Bis das geschafft ist, ist auch meine beachtliche Ausdauer am Ende. Ich muss innehalten und zu Atem kommen. Wäre es wirklich zu viel verlangt gewesen, mich nicht nur besonders ausdauernd, sondern auch besonders stark zu machen? Sobald ich im Immortis-Team bin, werde ich der Frage, wie man die körperliche Kraft genetisch steigern kann, oberste Priorität einräumen.

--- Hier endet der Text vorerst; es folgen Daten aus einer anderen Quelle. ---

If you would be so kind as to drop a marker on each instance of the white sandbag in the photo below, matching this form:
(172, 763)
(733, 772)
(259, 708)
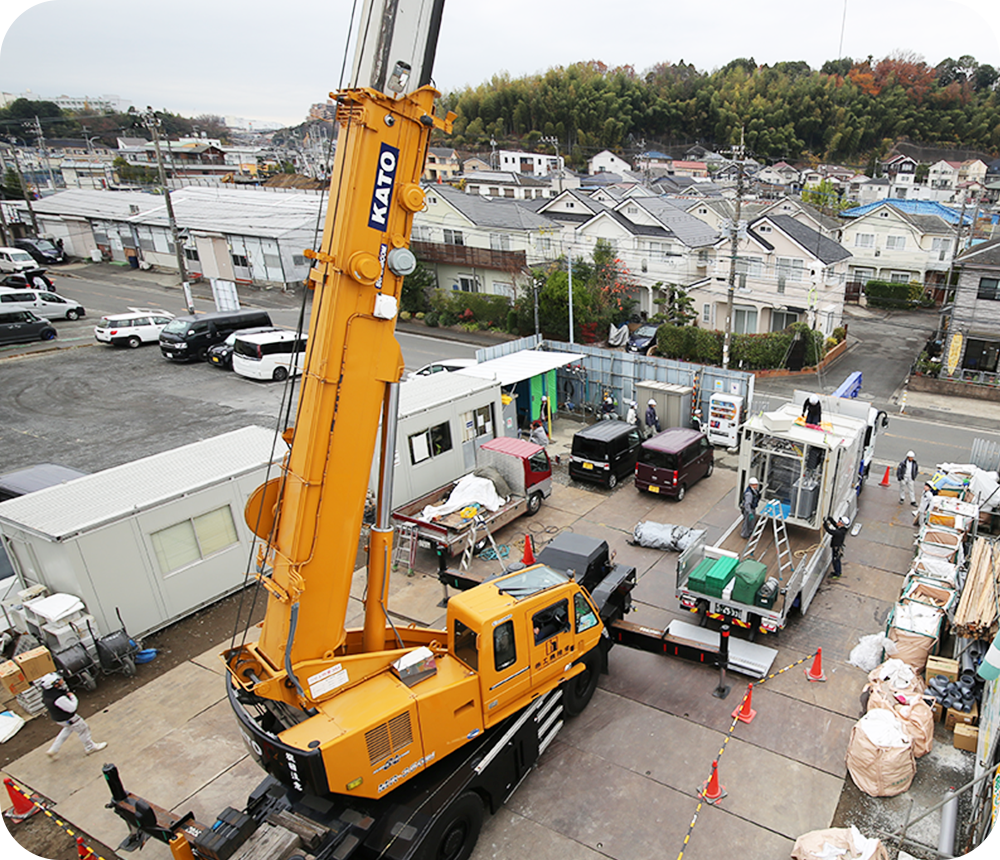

Der Tunnel ist feucht, schmutzig und dunkel und ich muss mich an den Wänden entlangtasten. Wenn ich daran denke, dass es hier womöglich Schlangen gibt, läuft es mir kalt den Rücken hinunter. Trotzdem gehe ich weiter. Hat Onkel Antonio den Tunnel gegraben? Oder entstand er schon Jahre vorher, als Little Cam gebaut wurde? Ich kann mir vorstellen, dass Dr. Falks wahnhafte Angst vor einer gewaltsamen Schließung der Anlage der Grund zum Bau eines solchen Tunnels gewesen sein könnte. Falls es so war, wie hat Onkel Antonio ihn dann entdeckt?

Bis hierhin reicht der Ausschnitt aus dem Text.